This paper presents a controlled study to evaluate the robustness and performance of five text categorization methods: Support Vector Machines (SVM), k-Nearest Neighbor (kNN), Neural Network (NNet), Linear Least-squares Fit (LLSF), and Naïve Bayes (NB). The study focuses on how these methods handle skewed category distributions and their performance as a function of training-set category frequency. Key findings include:
1. **Statistical Significance Tests**: The authors propose various statistical tests (sign test, t-test, p-test) to compare the performance of different methods, considering both micro-level (pooled decisions) and macro-level (category-level) performance measures.
2. **Performance Analysis**:
- **Micro-Level**: SVM and kNN significantly outperform LLSF, NNet, and NB.
- **Macro-Level**: SVM, kNN, and LLSF perform significantly better than NB and NNet.
3. **Category Frequency Impact**:
- **Small Training Instances**: When the number of positive training instances per category is small (less than ten), SVM, kNN, and LLSF outperform NNet and NB.
- **Large Training Instances**: When categories are sufficiently common (over 300 instances), all methods perform comparably.
4. **Conclusion**:
- SVM, kNN, and LLSF are robust and perform well across different category frequencies.
- NB and NNet underperform, especially in the presence of rare categories.
The study provides a comprehensive comparison and highlights the strengths and weaknesses of each method, offering insights into their effectiveness in handling skewed category distributions.This paper presents a controlled study to evaluate the robustness and performance of five text categorization methods: Support Vector Machines (SVM), k-Nearest Neighbor (kNN), Neural Network (NNet), Linear Least-squares Fit (LLSF), and Naïve Bayes (NB). The study focuses on how these methods handle skewed category distributions and their performance as a function of training-set category frequency. Key findings include:
1. **Statistical Significance Tests**: The authors propose various statistical tests (sign test, t-test, p-test) to compare the performance of different methods, considering both micro-level (pooled decisions) and macro-level (category-level) performance measures.

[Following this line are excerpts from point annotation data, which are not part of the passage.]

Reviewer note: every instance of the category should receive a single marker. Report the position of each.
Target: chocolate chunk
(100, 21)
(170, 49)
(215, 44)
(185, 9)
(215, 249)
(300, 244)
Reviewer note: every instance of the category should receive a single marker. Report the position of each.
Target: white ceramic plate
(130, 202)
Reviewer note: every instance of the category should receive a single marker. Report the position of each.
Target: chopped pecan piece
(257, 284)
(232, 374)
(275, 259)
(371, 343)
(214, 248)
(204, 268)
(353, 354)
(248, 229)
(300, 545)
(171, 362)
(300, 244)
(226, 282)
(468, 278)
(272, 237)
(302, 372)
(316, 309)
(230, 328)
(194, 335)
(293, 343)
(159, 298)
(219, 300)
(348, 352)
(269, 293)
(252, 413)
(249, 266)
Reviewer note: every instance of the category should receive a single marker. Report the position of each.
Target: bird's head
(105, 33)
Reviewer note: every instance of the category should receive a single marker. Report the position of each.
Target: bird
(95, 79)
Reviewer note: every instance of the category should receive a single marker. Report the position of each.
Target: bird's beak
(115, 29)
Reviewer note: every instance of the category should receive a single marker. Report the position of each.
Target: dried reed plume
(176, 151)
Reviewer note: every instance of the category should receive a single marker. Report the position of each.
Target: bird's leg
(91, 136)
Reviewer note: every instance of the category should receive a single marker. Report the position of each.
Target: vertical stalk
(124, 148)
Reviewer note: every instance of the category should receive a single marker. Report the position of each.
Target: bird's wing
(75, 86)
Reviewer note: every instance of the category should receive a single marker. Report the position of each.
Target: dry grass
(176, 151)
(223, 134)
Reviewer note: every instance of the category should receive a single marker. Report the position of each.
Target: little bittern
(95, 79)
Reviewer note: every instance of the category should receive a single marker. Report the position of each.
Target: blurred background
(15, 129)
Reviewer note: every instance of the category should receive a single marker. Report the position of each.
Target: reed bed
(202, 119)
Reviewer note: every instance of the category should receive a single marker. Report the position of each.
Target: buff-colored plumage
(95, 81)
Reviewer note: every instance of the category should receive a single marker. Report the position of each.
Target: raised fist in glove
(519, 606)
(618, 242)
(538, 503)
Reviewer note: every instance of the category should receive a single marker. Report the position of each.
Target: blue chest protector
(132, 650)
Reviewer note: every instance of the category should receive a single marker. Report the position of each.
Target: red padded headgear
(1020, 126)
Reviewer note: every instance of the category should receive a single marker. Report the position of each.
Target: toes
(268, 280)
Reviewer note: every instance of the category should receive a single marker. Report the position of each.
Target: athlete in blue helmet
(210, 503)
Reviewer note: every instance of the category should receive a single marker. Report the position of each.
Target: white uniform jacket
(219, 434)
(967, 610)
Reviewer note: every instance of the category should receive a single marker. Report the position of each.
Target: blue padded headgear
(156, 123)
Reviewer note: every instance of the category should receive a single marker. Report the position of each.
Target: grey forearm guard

2. **Performance Analysis**:
- **Micro-Level**: SVM and kNN significantly outperform LLSF, NNet, and NB.
- **Macro-Level**: SVM, kNN, and LLSF perform significantly better than NB and NNet.
3. **Category Frequency Impact**:
- **Small Training Instances**: When the number of positive training instances per category is small (less than ten), SVM, kNN, and LLSF outperform NNet and NB.
- **Large Training Instances**: When categories are sufficiently common (over 300 instances), all methods perform comparably.
4. **Conclusion**:
- SVM, kNN, and LLSF are robust and perform well across different category frequencies.
- NB and NNet underperform, especially in the presence of rare categories.
The study provides a comprehensive comparison and highlights the strengths and weaknesses of each method, offering insights into their effectiveness in handling skewed category distributions.